Saturday, April 20, 2024
30.7 C
Jayapura

Ibu yang Cemas Itu Gendong Anaknya Seberangi Sungai

Anak-Anak Sekolah pada Setiap Pagi di Dam yang Ambrol karena Lahar Semeru

Agar bisa pergi pulang sekolah, puluhan anak harus menyeberangi sungai berarus deras yang menjadi aliran lahar Semeru. Demi keselamatan anak-anak itu pula, tiap kali mendung atau hujan, para guru meminta mereka pulang lebih cepat atau sekalian tak perlu ke sekolah.

EDI SUSILO, Lumajang

”JANGAN ke situ. Airnya dalam. Yang sebelah sana aja,” kata Hafiza Nur Maulida kepada temannya yang sedang berada di tengah Kali Regoyo kemarin (8/2). Bocah kelas V di SDN Jugosari 03, Lumajang, itu sedang memandu seorang kawan agar tak terjerembap ke bagian sungai yang dalam.
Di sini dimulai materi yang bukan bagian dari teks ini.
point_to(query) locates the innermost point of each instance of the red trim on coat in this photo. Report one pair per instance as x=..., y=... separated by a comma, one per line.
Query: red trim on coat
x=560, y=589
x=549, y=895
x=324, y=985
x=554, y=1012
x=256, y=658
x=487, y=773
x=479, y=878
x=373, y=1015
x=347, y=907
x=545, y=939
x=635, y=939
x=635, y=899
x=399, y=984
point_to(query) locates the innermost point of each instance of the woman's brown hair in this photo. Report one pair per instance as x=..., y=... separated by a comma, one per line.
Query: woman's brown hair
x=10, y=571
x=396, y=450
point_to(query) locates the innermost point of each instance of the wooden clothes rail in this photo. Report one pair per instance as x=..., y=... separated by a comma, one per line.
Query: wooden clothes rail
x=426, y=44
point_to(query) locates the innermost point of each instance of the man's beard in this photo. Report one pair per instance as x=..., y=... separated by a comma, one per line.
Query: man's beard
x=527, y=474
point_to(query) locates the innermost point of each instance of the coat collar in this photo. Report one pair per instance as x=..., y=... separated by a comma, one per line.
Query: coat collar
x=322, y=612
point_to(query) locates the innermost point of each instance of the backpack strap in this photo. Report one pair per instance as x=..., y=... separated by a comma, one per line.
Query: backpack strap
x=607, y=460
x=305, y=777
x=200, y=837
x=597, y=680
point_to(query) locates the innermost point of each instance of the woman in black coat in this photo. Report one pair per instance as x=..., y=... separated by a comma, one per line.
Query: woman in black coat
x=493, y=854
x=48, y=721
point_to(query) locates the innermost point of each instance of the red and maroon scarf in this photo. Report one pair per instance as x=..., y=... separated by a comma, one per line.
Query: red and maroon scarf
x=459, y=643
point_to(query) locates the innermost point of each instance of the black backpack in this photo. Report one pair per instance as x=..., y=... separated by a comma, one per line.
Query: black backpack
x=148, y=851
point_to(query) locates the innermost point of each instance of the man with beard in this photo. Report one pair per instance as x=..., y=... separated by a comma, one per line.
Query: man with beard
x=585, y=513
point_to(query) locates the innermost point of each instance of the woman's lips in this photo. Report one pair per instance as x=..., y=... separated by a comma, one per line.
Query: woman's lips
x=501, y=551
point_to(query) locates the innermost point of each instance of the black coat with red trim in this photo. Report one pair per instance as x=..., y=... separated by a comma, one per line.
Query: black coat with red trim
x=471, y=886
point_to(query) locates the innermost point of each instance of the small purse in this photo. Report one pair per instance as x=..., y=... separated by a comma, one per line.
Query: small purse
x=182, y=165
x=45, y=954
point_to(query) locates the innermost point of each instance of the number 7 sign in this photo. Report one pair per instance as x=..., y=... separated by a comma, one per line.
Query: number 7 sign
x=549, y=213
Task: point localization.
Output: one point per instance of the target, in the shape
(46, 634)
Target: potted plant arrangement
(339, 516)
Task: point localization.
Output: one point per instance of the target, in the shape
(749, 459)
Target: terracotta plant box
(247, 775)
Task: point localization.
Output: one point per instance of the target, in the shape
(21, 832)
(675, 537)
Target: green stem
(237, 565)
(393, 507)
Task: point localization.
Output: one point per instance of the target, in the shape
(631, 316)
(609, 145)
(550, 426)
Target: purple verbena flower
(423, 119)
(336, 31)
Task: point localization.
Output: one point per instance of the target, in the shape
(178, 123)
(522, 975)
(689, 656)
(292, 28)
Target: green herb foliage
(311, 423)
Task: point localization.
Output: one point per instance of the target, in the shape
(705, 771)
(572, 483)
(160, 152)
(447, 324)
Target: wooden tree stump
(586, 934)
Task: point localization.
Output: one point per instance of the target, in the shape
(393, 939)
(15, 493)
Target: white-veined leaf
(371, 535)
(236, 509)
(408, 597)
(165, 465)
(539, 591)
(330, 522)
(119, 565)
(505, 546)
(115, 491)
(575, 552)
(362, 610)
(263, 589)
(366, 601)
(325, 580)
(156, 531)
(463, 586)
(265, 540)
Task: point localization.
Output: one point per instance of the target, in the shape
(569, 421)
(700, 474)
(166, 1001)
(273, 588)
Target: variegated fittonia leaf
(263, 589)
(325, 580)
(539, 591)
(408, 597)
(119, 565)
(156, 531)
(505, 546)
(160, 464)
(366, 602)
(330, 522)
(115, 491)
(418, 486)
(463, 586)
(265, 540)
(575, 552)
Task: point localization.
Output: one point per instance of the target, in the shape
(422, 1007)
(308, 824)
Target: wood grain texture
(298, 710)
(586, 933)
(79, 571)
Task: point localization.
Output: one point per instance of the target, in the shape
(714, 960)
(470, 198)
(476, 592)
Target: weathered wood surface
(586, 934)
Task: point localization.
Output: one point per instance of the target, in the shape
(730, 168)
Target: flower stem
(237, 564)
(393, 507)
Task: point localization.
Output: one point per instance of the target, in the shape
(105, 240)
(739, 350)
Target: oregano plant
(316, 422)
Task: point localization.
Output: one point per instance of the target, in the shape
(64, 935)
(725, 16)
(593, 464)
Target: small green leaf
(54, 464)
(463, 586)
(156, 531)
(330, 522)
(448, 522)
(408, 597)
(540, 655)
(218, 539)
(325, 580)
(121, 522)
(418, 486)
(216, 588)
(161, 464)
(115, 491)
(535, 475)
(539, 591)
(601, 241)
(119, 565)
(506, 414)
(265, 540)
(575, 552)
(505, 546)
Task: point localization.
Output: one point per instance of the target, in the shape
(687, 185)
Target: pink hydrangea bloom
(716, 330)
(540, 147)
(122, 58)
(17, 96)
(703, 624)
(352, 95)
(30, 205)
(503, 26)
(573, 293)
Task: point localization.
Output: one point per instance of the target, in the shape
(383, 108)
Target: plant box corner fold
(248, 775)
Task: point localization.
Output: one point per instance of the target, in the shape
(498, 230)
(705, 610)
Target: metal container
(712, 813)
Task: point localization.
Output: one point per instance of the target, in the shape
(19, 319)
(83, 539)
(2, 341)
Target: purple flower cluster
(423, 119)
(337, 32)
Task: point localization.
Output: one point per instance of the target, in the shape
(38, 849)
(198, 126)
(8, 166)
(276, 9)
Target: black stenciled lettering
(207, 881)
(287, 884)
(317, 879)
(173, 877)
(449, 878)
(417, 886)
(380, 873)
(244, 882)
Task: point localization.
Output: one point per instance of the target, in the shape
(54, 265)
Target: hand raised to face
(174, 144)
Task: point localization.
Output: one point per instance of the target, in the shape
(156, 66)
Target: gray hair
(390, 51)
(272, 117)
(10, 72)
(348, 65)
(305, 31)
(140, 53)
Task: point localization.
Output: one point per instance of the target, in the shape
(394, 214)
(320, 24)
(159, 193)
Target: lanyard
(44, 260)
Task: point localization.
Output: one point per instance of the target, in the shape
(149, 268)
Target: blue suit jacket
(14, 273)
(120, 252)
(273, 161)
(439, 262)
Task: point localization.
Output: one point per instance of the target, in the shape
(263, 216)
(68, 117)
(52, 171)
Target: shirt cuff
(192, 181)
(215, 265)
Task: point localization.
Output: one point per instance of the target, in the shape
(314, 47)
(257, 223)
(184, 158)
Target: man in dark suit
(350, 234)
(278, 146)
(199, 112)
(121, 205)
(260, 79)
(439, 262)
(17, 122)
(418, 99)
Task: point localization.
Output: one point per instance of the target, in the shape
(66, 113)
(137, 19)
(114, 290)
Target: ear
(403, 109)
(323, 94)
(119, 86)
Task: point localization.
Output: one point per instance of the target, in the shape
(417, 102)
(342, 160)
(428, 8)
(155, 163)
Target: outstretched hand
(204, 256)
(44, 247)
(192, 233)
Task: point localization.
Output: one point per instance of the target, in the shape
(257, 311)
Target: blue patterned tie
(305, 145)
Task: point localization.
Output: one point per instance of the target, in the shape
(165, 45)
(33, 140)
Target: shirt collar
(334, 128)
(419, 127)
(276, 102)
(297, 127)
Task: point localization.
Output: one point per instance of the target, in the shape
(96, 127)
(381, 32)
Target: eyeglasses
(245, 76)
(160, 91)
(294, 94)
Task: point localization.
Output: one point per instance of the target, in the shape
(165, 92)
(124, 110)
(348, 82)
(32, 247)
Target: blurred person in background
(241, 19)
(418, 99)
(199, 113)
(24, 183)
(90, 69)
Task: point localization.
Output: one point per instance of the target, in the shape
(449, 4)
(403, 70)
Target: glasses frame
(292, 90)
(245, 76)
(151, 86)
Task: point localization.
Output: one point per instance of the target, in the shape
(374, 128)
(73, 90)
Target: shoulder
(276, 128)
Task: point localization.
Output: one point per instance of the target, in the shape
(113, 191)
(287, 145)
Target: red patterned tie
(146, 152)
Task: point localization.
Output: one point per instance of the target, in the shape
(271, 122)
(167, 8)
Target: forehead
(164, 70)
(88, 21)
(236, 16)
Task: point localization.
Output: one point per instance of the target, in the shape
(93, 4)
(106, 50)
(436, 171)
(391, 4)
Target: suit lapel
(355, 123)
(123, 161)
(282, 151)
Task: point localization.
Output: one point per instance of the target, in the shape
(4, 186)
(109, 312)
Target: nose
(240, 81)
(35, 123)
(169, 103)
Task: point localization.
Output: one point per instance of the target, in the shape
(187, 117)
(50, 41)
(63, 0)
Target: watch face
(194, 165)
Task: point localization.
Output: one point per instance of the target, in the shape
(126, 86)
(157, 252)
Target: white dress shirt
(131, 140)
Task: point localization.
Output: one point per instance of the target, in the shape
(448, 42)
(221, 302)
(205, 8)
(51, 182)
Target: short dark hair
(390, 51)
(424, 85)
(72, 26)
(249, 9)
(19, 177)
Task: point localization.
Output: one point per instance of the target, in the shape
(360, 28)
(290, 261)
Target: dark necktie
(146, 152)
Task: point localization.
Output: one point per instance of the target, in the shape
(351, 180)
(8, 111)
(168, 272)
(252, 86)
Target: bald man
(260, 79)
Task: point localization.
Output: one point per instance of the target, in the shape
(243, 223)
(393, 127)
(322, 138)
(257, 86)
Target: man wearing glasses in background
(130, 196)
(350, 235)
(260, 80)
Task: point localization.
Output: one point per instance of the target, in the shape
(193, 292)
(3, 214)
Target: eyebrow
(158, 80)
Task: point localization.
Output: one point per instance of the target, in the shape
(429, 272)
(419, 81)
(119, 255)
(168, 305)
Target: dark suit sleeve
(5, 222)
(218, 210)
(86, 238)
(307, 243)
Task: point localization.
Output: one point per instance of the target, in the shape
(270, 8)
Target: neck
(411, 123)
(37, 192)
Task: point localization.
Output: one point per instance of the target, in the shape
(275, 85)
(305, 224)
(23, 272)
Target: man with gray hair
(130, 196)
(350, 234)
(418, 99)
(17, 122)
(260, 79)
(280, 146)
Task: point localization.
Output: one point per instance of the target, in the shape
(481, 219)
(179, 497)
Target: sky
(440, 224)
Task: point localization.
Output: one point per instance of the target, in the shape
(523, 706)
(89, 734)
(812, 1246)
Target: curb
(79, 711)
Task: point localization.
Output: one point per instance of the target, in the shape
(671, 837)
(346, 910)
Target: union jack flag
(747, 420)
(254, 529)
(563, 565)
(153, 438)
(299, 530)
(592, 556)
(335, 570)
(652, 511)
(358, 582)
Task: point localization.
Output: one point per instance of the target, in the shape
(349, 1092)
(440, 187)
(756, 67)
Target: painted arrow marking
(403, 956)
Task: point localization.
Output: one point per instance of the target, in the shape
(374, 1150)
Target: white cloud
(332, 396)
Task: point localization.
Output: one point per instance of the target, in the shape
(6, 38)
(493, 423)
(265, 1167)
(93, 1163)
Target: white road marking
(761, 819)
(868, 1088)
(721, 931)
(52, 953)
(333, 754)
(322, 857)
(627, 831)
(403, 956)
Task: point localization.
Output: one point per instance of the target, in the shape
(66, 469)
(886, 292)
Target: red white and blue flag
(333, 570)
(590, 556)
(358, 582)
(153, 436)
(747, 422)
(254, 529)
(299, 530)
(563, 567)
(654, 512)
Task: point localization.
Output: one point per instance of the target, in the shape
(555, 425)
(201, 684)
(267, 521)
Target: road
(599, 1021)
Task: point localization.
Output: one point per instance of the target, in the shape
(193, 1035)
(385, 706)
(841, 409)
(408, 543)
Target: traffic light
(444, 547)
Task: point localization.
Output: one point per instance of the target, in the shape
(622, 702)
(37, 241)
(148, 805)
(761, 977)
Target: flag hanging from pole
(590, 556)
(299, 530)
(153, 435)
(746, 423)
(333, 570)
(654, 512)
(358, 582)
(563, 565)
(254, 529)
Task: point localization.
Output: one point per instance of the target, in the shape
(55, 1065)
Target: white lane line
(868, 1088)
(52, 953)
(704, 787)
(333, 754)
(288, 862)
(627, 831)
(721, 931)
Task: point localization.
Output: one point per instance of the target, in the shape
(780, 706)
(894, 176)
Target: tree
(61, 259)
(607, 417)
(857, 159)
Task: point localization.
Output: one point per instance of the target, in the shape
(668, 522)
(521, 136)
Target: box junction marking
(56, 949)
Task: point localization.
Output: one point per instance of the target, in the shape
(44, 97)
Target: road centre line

Pukul 06.30, puluhan bocah asal Dusun Sumberlangsep, Desa Jugosari, Lumajang, Jawa Timur, tersebut tengah menyeberang melewati kali selebar lebih dari 50 meter itu untuk sampai ke sekolah. Menekuk celana dan rok di atas lutut, mereka menyusuri sungai yang masih penuh dengan pasir hitam dan bongkahan batu. Sambil menjinjing sepatu.

Rute berisiko tersebut harus mereka tempuh sejak dam yang difungsikan warga sebagai jembatan terputus pada awal tahun lalu (2/1). Itu terjadi setelah tak kuat menahan arus banjir lahar dingin Gunung Semeru yang mengalir ke Regoyo. Aliran kali itu pula yang ikut meluluhlantakkan Kampung Renteng saat Semeru meletus pada 4 Desember tahun lalu.

Akibatnya, Sumberlangsep pun terisolasi. Terpisah dari dusun-dusun lain di Desa Jugosari. Termasuk SDN Jugosari 03 yang berada di Dusun Sumber Kajar.

Jadilah tiap pagi, di hari-hari sekolah, jalur berisiko itulah yang harus ditempuh puluhan anak sekolah. Pada kemarin pagi itu, misalnya, Regoyo memang sedang surut. Ketinggian air di bawah dengkul. Tapi, arusnya masih cukup kencang. Sehingga bisa terpeleset jika tak hati-hati.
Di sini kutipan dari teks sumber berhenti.